Parsing HTML using Nokogiri
Similar to XML, Nokogiri can also parse and process HTML content using it‘s Nokogiri::HTML API.
Example:
html = <<~HTML
<html>
<head>
<title>Services</title>
</head>
<body>
<div class="services">
<ul>
<li>Web Development</li>
<li>Mobile Apps</li>
</ul>
</div>
</body>
</html>
HTML
doc = Nokogiri::HTML(html)
h1 = doc.at(‘h1‘)
puts h1.text # Our Services
titles = doc.search(‘title‘)
puts titles.first.text # Services
This demonstrates parsing the sample HTML document and extracting information using Nokogiri search API.
Some key differences from XML are:
- HTML parsing is slightly more relaxed on invalid markup
- Special methods like
at,searchto find nodes by CSS/element names - More focus on text content rather than structure
Advanced Usage
We‘ve covered the basics of parsing and searching XML/HTML using Nokogiri. Here are some more advanced use cases:
Web Scraping
Nokogiri shines for web scraping needs – extracting information from websites.
For example, this script scrapes product listings from an ecommerce page:
require ‘nokogiri‘
require ‘open-uri‘
url = ‘https://store.example.com/products‘
html = open(url)
doc = Nokogiri::HTML(html)
# Find product listings
doc.search(‘.product-item‘).each do |item|
name = item.at(‘.product-name‘).text
price = item.at(‘.price‘).text
puts "#{name} - #{price}"
# Eg. Super Widget - $9.99
end
It loads the HTML page, searches for product DOM elements, extracts details like name and price and prints them.

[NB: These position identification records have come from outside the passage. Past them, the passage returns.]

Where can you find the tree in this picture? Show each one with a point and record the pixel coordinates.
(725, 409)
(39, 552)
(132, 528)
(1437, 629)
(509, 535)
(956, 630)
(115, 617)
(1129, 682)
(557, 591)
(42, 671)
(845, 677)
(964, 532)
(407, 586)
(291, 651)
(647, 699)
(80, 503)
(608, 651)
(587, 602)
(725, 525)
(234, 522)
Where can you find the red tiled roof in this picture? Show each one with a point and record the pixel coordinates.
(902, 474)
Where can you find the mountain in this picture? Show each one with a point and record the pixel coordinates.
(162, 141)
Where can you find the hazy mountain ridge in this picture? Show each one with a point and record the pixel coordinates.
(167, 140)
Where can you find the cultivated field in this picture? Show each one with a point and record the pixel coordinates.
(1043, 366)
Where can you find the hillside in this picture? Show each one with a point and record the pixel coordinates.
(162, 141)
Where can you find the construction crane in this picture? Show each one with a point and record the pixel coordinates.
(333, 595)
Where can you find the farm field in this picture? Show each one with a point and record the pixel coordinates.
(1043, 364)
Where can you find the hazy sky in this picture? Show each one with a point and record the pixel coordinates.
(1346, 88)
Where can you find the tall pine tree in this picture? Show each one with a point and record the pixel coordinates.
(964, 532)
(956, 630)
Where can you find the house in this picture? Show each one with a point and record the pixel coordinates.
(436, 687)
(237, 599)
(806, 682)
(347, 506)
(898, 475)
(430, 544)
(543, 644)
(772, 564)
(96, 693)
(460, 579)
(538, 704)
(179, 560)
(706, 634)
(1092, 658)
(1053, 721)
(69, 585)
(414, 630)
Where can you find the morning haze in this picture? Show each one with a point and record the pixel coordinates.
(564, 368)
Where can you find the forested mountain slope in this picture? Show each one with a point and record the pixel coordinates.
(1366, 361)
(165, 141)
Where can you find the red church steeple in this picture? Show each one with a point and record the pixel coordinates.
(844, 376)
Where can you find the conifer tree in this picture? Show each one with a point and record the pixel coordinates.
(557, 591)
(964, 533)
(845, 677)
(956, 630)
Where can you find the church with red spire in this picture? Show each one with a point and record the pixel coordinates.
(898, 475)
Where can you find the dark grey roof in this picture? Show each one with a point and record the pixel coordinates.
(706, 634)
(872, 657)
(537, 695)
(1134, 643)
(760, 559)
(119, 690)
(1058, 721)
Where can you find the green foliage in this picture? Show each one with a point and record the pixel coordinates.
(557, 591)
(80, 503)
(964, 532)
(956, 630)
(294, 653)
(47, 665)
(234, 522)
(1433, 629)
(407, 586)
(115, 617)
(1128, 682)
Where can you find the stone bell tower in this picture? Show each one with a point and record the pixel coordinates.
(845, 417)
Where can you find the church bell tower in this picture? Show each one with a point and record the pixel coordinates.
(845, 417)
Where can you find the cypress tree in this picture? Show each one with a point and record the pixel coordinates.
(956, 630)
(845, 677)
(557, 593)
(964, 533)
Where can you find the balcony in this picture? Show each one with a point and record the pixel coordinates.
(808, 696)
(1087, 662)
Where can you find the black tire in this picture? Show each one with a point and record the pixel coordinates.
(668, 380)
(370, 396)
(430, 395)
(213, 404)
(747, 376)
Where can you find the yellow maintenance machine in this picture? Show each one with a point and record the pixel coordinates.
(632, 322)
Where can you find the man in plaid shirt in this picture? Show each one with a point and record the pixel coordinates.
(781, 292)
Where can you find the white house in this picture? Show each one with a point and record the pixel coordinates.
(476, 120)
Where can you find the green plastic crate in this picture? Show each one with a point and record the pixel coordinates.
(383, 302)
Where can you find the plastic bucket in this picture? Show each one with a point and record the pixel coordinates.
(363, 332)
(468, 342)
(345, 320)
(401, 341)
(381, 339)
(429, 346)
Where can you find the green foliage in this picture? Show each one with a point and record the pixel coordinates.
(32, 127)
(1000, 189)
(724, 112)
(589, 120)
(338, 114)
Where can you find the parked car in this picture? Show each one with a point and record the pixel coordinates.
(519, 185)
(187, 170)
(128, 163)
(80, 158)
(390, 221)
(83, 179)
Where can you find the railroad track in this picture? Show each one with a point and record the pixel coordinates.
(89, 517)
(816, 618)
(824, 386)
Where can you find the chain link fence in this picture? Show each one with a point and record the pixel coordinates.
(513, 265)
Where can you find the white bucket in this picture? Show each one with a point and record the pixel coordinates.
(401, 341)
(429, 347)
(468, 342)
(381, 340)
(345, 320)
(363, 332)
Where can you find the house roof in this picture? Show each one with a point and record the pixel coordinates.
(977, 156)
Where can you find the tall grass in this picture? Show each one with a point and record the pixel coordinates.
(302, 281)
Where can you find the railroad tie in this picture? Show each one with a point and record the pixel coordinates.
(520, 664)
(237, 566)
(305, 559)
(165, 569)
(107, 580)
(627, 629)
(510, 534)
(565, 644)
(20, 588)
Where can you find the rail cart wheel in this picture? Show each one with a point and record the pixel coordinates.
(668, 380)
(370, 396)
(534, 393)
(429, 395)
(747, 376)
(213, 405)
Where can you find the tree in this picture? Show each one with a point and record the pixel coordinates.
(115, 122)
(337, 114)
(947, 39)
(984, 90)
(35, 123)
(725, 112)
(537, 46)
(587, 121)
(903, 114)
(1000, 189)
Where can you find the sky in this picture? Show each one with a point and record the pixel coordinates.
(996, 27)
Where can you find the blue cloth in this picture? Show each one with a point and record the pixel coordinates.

Processing Configuration Files
Nokogiri can parse various XML configuration files like Travis CI, Jekyll, Docker and extract settings for consumption inside Ruby programs.
For example, .travis.yml:
require ‘nokogiri‘
yaml = File.read(‘.travis.yml‘)
doc = Nokogiri::XML(yaml)
config = {}
doc.search(‘//env‘).each do |node|
config[node[‘name‘]] = node[‘value‘]
end
p config # Prints environment configs
Writing Testing Tools
For testing frameworks and assertions, comparison of HTML/XML content is useful.
Nokogiri provides matchers for this:
# expected.rb
require ‘nokogiri‘
doc = Nokogiri::XML(...)
exp_xml = doc.to_xml
# actual.rb
require ‘test/unit‘
require ‘nokogiri‘
class TestingExample < Test::Unit::TestCase
def test_match
act_xml = generate_xml()
assert_equal exp_xml, act_xml, "Expected XML does not match actual"
# Other Nokogiri Matchers
# assert_xml_equal
# assert_xml_identical
end
end
This shows usage of Nokogiri for building testing tools for XML/HTML comparisons.
Conclusion
Nokogiri is an indispensable tool for processing XML and HTML documents in Ruby. It has a powerful search API via XPath and CSS patterns along with options to edit, generate or convert documents.
Some examples we covered:
- Parse/load XML from files, strings or URLs
- Query documents using XPath
- Modify documents – add/update/delete nodes
- Convert XML to JSON
- HTML parsing for web scraping
- Build testing tools for comparisons
- Process configuration files
Nokogiri provides a mature way to tackle many XML/HTML related tasks in Ruby with performance and stability across platforms. For production systems involving document processing, do consider using it over regular expressions or string manipulation.